Fleury’s account of sexual abuse at the hands of junior coach Graham James is rocking the hockey world, even if it’s not a shocker to everyone. It’s been suspected for years Fleury was victimized.
It’s a story with Winnipeg roots, beginning when James recruited a 13-year-old Fleury from Russell, Man., to play junior hockey in the city.
And yesterday it hit uncomfortably close to home, again, here in the Manitoba Moose dressing room.
Moose captain Mike Keane was on the same Moose Jaw Warriors team as Fleury and Sheldon Kennedy in 1984-85.
It was Kennedy, from Elkhorn, Man., who first blew the lid off James’ abuse, nearly 13 years ago.
Looking back at it now, Keane admits to feeling just a touch of guilt that his coach was sexually abusing his teammates — and he didn’t know about it.
“I think about it every day,” Keane told the Sun. “I think about what could have happened, what should have happened and what would happen if you’d stepped in.
“My parents brought me up strong enough to do the right thing.

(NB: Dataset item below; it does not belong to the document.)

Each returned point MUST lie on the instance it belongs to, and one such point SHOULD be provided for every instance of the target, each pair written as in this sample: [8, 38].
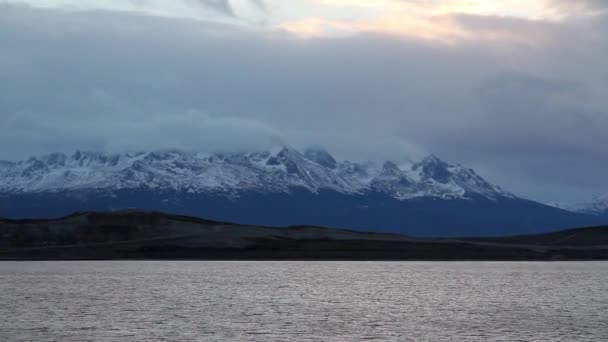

I think I would have stepped in and taken the right steps to make sure it doesn’t happen again.”
While James left the Warriors after one season, taking Kennedy with him, Keane and Fleury remained Moose Jaw teammates for two more years.
They’ve remained good friends, keeping in touch through Fleury’s recent comeback attempt with the Calgary Flames.
And while Keane didn’t want to discuss Fleury’s specific experiences until he’s heard or read them firsthand, he’s obviously glad to see his friend, tortured for so long, finally chase this skeleton out of his closet.
“He sounds happy,” Keane said. “He sounds like he’s in a good place, and that’s the most important thing. He’s had some dark years, and has battled back.”
Like Kennedy did before him.
As the years have passed, Keane, 42, often thinks about how he used to drop Kennedy off at James’ home for tutoring, unaware of what was going on.
“Sheldon wasn’t a strong student, and you have to pass to play. And Graham was a substitute teacher,” Keane said. “So it was a fit that people didn’t think anything was wrong with.
“He fooled a lot of people. Not only in Moose Jaw, but when he was coaching here, too.”
One of Fleury’s accounts, detailed in an excerpt from his upcoming book, Playing with Fire, and published on the web site for Maclean’s Magazine yesterday, deals with the time James took him and Kennedy on a trip to Disneyland in the summer of 1985.
Kennedy has talked about being molested in the front seat while another player slept in the back.
Fleury now confirms he was the other player.
But, like Kennedy, he kept it all quiet out of fear. Besides, James was his ticket to the NHL.
To this day, Keane says James was one of the best coaches he ever had, fundamentally.
But his diabolical side knew which young boys to go after: kids with troubled home lives and lacking a strong father figure.
Kennedy and Fleury fit the bill.
“He never approached me,” Keane said, crediting his father, who worked as a prison warden, for warning him about potential predators. “He’s seen a lot and been around a lot, and is very aware of what goes on.”
If only Keane had been aware.
“As a captain of the team, or the veteran group, you want to make sure your players are taken care of, on and off the ice,” Keane said. “You wish you would have known.”